I trudged back to my bedroom, lit by three separate night-lights. I stretched out on my twin-size bed, dancing my fingers across the narrow width.
And I let myself imagine, for a moment, what it might be like if Bobby Dodge wasn't a detective and I wasn't a victim? suspect? witness? Maybe we were two ordinary people, meeting at a church social. I'd brought the three-bean salad. He'd brought that perennial bachelor favorite—a bag of tortilla chips. We could talk kickboxing, dogs, white picket fences. Afterwards, I'd let him walk me home. He would slide his arms around my waist. And instead of going rigid with distrust, I would let myself sink into him. The feel of a hard male body, the plane of his chest flattening out my breasts. The ticklish rasp of his whiskers in the instant before he kissed me.
We could have dinner, go out to the movies, spend entire weekends having sex. On the sofa, in the bedroom, on top of the kitchen counter. He was fit, athletic. I bet he'd be very good at sex.
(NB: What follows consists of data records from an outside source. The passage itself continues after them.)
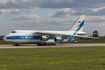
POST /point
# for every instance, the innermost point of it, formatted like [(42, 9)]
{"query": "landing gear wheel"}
[(16, 44)]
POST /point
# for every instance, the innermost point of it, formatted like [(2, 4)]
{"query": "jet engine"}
[(44, 38), (58, 39)]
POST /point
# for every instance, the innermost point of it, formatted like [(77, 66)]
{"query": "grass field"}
[(69, 58)]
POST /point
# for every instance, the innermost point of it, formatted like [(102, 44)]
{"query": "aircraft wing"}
[(86, 33), (63, 35)]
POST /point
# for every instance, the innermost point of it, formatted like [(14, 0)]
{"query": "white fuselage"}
[(30, 36)]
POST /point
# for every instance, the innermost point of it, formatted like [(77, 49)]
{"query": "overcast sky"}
[(51, 15)]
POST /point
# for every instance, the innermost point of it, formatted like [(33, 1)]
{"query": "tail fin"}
[(78, 25)]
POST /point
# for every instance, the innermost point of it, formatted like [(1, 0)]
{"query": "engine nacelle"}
[(44, 38), (58, 39)]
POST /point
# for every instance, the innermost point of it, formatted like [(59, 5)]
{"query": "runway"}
[(58, 45)]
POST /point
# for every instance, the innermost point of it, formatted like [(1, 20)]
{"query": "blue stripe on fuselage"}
[(27, 37), (80, 26)]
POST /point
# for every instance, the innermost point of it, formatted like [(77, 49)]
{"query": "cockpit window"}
[(13, 31)]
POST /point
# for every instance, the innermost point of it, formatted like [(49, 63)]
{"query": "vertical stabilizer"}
[(78, 25)]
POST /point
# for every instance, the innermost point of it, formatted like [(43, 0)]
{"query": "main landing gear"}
[(16, 45), (46, 44)]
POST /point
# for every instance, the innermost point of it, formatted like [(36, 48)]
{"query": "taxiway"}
[(58, 45)]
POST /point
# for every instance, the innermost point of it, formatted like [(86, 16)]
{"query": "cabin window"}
[(13, 31)]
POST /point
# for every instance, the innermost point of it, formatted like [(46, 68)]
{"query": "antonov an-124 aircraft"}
[(43, 37)]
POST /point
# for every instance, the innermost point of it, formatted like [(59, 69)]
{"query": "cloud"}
[(26, 17), (68, 11), (16, 11)]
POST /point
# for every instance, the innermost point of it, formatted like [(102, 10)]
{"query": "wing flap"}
[(51, 34)]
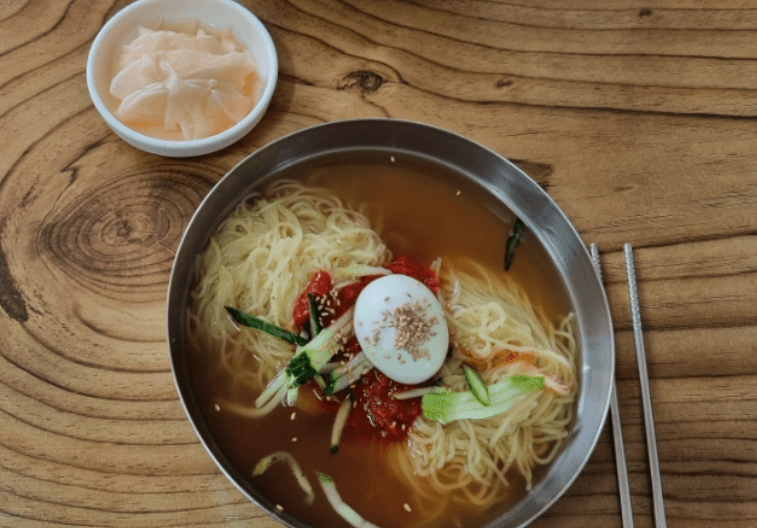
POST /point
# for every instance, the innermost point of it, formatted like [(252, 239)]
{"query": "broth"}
[(423, 212)]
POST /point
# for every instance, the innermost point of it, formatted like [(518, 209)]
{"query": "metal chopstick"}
[(646, 399), (626, 512)]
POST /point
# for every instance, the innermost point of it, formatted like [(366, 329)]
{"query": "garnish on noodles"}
[(446, 377)]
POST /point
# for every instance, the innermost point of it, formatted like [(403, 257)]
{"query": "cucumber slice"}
[(477, 386)]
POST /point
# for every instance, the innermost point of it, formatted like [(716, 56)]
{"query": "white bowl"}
[(123, 28)]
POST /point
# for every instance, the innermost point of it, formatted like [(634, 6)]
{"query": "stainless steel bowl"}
[(503, 186)]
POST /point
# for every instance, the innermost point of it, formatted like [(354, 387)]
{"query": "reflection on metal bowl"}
[(501, 188)]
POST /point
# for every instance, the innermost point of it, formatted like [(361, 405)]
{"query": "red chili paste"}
[(377, 413)]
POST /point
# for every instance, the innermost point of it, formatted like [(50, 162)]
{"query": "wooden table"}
[(636, 117)]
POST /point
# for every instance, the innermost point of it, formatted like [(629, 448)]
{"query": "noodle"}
[(261, 259), (493, 324)]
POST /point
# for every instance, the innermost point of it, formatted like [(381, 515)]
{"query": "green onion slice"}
[(264, 326), (285, 456), (512, 242)]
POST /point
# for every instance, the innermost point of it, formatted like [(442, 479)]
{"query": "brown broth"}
[(425, 214)]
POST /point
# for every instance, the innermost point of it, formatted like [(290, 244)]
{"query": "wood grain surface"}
[(637, 117)]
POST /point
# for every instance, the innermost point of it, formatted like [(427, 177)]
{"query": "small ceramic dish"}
[(123, 28)]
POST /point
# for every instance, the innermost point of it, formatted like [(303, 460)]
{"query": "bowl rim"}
[(599, 333), (192, 146)]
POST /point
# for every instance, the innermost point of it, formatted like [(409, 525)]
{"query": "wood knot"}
[(124, 232), (365, 81)]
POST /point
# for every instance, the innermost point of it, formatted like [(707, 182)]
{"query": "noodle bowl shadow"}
[(502, 186)]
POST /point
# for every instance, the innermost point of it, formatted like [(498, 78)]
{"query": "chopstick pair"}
[(617, 431)]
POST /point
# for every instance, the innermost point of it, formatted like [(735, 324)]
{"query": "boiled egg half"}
[(400, 326)]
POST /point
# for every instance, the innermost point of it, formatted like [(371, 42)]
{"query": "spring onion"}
[(305, 363), (264, 326), (340, 421), (477, 386), (448, 406), (285, 456), (352, 517), (512, 242)]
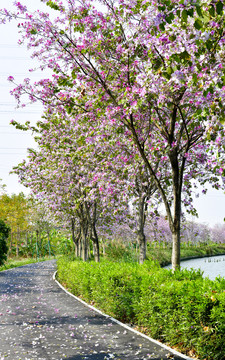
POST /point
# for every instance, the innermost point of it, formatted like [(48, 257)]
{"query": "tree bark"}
[(140, 231)]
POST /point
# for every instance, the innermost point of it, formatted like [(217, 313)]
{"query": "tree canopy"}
[(148, 74)]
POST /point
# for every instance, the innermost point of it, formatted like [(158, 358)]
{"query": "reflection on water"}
[(211, 266)]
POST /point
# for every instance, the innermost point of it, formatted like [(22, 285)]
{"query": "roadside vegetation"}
[(181, 309)]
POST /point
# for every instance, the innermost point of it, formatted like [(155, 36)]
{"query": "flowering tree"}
[(153, 70)]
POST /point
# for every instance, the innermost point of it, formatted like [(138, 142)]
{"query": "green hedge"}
[(182, 309)]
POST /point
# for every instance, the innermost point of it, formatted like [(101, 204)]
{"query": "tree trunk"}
[(84, 244), (176, 250), (75, 239), (141, 238)]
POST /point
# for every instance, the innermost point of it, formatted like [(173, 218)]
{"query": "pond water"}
[(211, 266)]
We could even become boyfriend and girlfriend, the way other people did. And I would be normal and not search for his name or likeness in the sex offenders' database.
Except I wasn't normal. I lived with too many years of fear stamped into my psyche. And he lived with the weight of a man's death hanging around his neck. His job already had him lying and manipulating me. My past had me lying and manipulating him. Both of us thought we were right.
I wondered for the first time how well Bobby slept at night. And if we ever did get together, which one of us would be the first to wake up screaming. The thought should've sobered me. Instead, it made me smile. We were both twisted, he and I. Maybe, if given enough time, we could find out if our twistedness made us fit.
I sighed. Rolled over. Listened to the pitter-patter of Bella returning to the bedroom, taking up position next to my bed. I stroked her ears, told her I loved her. It made us both feel better.
Much to my surprise, I relaxed. My eyes drifted shut. I might have started to dream.
Then the buzzer came again. Loud, shrill, jolting. Again and again and again. A violent onslaught of sound, ricocheting through my tiny apartment.
I leapt from my bed, ran to the window. Streetlights bombarded the slick black space but gave up nothing. Into the kitchen now, skipping forward on the balls of my feet, muscles bunched, Taser ready, eyes glued to the strip beneath the door.